We ended up making some pizza and grilled chicken, but we definitely had some learnings while we were eating. First I taught them what we normally say before we eat meals, “잘 먹겠습니다” – the literal meaning of this sentence is “I will eat well.” After few practices, they all pronounced them right, and we began eating! While we were eating, we taught each other some daily words, or what we usually say when we get calls from somebody and stuff. I also got to hear Rossi speaking German while he was on the phone his girlfriend! Real German sounded Perfect.

German-Korean #2

Our second meeting was held in this cool cafe called 3DCrush Cafe that Egi chose. There was a “bunny room”, with these cute bunnies running around the room! We decided to have a meeting in that room, and it was a perfect place to learn languages with bunnies trying to smell my stinky feet every 10 seconds.

We got distracted by those bunnies in the beginning, but we eventually went into the learning mode. Rossi started off with a real German this time. We learned these personal pronouns and the right irregular be-verb for each of those pronouns.

Ich(I), Du(you), Er/Sie/Es(he/she/it), Wir(we), Sie(they), and another Sie for a formal “you.”

Ich bin, Du bist, Er/Sie/Es ist, Wir sind, Sie sind.

I have early learned these a couple of years ago, but since I forgot most of them, it was really fun to learn German again and to see how similar they are from English – it was much easier to understand than other languages.

Then it moved to my turn again, and this time I brought a presentation with me. I also told them some little history and basic cultures about Korea, and told them how we got separated into South and North as I was going through history stuff.
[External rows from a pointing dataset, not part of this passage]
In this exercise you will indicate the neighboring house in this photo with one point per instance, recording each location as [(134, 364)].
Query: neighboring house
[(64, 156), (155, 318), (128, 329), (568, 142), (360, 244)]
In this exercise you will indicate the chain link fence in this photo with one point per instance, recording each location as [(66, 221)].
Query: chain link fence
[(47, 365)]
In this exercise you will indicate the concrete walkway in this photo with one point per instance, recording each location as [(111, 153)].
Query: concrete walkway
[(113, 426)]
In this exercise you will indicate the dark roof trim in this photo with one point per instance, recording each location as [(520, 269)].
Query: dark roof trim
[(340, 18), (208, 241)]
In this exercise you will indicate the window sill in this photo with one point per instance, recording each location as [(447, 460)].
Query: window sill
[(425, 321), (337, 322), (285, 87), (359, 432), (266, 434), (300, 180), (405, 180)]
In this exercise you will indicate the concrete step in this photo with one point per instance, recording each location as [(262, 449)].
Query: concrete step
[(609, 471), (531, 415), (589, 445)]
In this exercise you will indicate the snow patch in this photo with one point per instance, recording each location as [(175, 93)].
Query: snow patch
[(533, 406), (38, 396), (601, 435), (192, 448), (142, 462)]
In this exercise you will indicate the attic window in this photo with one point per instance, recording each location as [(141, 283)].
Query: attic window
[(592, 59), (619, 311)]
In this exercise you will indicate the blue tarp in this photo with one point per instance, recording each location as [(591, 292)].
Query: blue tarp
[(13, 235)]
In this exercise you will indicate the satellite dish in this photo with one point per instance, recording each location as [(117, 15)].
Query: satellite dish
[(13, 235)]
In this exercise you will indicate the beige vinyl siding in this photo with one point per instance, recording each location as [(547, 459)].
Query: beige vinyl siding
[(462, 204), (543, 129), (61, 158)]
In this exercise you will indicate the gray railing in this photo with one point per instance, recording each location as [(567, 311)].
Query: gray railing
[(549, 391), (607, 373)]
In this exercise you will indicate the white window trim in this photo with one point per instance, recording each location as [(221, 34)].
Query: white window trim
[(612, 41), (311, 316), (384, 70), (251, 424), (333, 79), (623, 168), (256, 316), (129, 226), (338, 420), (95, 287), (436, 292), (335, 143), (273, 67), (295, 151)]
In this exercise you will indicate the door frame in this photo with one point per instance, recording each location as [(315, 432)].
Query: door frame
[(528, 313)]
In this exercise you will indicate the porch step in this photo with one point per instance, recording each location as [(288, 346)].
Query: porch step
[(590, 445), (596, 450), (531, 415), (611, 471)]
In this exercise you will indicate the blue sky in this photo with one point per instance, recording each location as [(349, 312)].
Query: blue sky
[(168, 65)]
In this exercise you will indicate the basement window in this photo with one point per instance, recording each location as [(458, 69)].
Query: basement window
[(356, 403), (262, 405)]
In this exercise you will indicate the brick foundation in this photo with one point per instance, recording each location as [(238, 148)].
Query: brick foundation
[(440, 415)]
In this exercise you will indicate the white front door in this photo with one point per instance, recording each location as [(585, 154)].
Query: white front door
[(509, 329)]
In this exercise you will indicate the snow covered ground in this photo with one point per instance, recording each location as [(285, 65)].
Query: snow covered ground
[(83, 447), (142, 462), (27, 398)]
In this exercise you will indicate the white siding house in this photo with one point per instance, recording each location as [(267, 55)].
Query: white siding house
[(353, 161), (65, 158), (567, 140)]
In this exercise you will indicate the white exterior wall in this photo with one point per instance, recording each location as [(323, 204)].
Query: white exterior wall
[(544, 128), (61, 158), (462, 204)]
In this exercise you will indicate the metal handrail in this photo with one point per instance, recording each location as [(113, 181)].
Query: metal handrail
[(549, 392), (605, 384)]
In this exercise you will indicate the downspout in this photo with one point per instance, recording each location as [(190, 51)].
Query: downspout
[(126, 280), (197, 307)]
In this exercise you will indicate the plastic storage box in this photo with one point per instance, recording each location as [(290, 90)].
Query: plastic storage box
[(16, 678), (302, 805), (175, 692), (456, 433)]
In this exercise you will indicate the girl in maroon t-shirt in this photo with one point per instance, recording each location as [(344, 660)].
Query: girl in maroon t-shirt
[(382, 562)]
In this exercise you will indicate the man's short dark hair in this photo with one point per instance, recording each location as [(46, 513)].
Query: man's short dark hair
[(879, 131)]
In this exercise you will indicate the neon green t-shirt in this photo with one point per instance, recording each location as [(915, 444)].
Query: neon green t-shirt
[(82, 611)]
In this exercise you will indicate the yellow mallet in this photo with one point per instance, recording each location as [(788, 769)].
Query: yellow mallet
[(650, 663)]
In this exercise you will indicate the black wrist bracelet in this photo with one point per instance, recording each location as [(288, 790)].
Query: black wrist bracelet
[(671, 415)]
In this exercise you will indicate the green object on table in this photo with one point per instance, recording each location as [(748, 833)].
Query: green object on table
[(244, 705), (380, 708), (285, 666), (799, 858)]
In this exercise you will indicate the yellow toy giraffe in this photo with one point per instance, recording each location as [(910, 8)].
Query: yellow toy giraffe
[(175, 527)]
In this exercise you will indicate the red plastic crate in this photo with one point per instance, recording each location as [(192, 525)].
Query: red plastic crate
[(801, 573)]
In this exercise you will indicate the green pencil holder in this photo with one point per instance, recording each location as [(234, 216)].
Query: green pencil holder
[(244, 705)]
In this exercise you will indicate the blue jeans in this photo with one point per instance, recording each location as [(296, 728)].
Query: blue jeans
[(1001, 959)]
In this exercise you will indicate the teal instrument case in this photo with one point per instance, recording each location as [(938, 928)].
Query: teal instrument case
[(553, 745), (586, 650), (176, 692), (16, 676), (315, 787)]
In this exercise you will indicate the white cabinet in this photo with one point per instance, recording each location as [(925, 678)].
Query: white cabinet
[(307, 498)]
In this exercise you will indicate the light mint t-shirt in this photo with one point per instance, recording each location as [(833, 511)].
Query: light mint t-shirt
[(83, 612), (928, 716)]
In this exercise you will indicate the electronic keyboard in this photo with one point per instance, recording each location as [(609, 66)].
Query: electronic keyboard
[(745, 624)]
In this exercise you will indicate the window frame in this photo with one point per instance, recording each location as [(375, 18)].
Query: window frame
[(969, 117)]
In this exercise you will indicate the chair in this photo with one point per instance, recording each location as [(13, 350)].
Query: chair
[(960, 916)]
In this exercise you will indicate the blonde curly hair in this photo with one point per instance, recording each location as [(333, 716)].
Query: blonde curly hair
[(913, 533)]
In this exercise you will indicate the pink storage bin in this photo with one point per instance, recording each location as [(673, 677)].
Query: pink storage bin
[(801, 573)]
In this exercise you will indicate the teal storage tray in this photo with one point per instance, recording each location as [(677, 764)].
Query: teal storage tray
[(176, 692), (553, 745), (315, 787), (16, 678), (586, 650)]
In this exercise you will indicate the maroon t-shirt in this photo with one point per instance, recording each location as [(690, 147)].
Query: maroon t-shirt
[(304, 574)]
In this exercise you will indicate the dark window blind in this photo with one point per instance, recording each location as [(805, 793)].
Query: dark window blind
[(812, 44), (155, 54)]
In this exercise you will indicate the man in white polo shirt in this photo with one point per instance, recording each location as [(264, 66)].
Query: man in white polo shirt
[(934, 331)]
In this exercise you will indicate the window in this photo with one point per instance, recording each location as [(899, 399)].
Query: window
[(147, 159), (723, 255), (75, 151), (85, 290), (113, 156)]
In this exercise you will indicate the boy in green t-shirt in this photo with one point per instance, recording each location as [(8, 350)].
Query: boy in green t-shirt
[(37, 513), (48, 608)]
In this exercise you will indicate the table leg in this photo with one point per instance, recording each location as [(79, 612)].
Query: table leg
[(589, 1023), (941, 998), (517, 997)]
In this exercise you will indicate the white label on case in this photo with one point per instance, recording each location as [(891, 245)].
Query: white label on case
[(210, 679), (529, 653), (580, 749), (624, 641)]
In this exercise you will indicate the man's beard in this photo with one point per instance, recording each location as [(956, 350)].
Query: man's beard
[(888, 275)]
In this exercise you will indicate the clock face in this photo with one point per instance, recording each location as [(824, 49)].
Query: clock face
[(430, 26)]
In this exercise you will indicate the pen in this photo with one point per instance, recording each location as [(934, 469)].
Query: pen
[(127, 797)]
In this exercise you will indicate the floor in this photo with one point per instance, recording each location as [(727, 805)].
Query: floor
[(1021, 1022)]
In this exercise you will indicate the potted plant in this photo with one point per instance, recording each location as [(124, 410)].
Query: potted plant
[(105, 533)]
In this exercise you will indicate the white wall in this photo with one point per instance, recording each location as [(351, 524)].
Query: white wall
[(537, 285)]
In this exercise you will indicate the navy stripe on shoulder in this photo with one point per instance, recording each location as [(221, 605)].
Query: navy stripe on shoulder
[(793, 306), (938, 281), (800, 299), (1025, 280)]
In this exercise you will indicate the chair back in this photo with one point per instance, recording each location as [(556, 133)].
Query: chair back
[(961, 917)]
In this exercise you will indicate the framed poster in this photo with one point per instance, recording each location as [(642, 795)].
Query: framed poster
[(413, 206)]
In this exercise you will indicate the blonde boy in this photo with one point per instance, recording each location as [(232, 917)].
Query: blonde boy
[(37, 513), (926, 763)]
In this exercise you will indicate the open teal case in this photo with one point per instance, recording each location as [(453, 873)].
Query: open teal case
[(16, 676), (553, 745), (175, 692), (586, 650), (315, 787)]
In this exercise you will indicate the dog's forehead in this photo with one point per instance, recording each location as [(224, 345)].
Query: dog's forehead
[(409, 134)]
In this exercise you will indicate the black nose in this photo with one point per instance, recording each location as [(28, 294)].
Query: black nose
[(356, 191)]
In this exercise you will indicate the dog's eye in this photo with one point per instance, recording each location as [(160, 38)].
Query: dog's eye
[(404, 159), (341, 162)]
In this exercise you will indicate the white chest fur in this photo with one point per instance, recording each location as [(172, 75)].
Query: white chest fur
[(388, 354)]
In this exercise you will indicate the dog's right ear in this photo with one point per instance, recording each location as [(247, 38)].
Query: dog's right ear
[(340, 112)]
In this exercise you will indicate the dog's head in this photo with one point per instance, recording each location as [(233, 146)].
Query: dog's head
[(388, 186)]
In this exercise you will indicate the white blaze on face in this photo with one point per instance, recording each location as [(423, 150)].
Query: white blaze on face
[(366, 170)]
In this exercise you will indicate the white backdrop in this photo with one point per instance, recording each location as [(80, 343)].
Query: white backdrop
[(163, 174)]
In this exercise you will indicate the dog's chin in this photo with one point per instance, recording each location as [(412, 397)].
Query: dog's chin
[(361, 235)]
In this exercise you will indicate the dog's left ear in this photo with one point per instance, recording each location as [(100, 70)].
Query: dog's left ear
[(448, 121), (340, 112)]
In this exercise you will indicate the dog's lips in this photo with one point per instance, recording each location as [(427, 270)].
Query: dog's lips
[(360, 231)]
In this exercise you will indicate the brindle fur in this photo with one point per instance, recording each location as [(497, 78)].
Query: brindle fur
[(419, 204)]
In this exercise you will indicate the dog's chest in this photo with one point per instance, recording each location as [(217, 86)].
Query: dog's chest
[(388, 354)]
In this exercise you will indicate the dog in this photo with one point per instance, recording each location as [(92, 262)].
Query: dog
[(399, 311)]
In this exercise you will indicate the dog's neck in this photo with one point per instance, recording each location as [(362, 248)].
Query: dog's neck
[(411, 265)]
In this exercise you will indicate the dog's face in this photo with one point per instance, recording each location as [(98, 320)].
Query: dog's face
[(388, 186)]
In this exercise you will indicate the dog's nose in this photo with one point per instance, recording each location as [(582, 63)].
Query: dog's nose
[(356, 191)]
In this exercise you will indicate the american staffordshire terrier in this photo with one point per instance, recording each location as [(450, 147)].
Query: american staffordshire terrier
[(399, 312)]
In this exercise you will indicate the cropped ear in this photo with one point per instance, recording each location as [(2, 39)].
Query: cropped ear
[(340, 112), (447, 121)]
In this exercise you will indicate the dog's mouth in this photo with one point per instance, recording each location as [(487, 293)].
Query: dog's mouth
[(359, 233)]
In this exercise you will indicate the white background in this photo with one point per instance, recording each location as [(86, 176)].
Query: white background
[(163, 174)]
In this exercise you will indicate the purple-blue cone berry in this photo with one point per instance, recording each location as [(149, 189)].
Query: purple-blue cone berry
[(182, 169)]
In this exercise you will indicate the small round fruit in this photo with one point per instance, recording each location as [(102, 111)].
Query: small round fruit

Then like everybody wanted, I showed some of my own ways to distinguish who are Korean, Chinese, and Japanese when people see Asians. I usually look at their hairstyles and what they wear. They are not always right, but I can mostly see who’s from who by that, so I thought it would be a good tip for my group!

German-Korean meeting #1

There are four people in our group – Yen from Vietnam, Egi from Greece, Rossi from Germany, and me Eddie (Seung Yub) from South Korea. We have four nationalities in our group, but we focus more on learning Korean and German languages and cultures.

We first started with talking about what we were going to learn, and all the details about further plans like the time and the places we meet.

After that, Rossi and I had the first lessons. Rossi went first with a nicely prepared presentation. He had a great presentation about basic information about Germany such as German history, stereotypes, and cultures. I was always so interest on this nation Germany and their cultures and history, so this was such a great topic to start with for me. I do not know how others thought about this, but it was good to know little bit about what happened to Germany in the past and the true and false things that people thought about Germany!

And then I continued with my stuff. I didn’t prepare any presentation, but I decided to teach them some basic korean alphabets, because we use a completely different alphabets and it wouldn’t be possible to learn korean language if they didn’t know the alphabets.

I have done teaching Korean for a couple of times in the past, but I realized that teaching a language is a difficult thing to do. But gladly Rossi and Yen were already pretty familiar with Korean alphabets, so it seemed like they could handle it, but for Egi, it was a total new thing to learn for her, and I could see she was having a hard time reading my handwritings and understanding everything.

After I finished mine, we asked Egi to teach us some Greek alphabets, and she wrote all of them down. There were many familiar looking alphabets from Math and Physics classes. It was interesting, but still really difficult. I could then understand how Egi felt about learning my alphabets.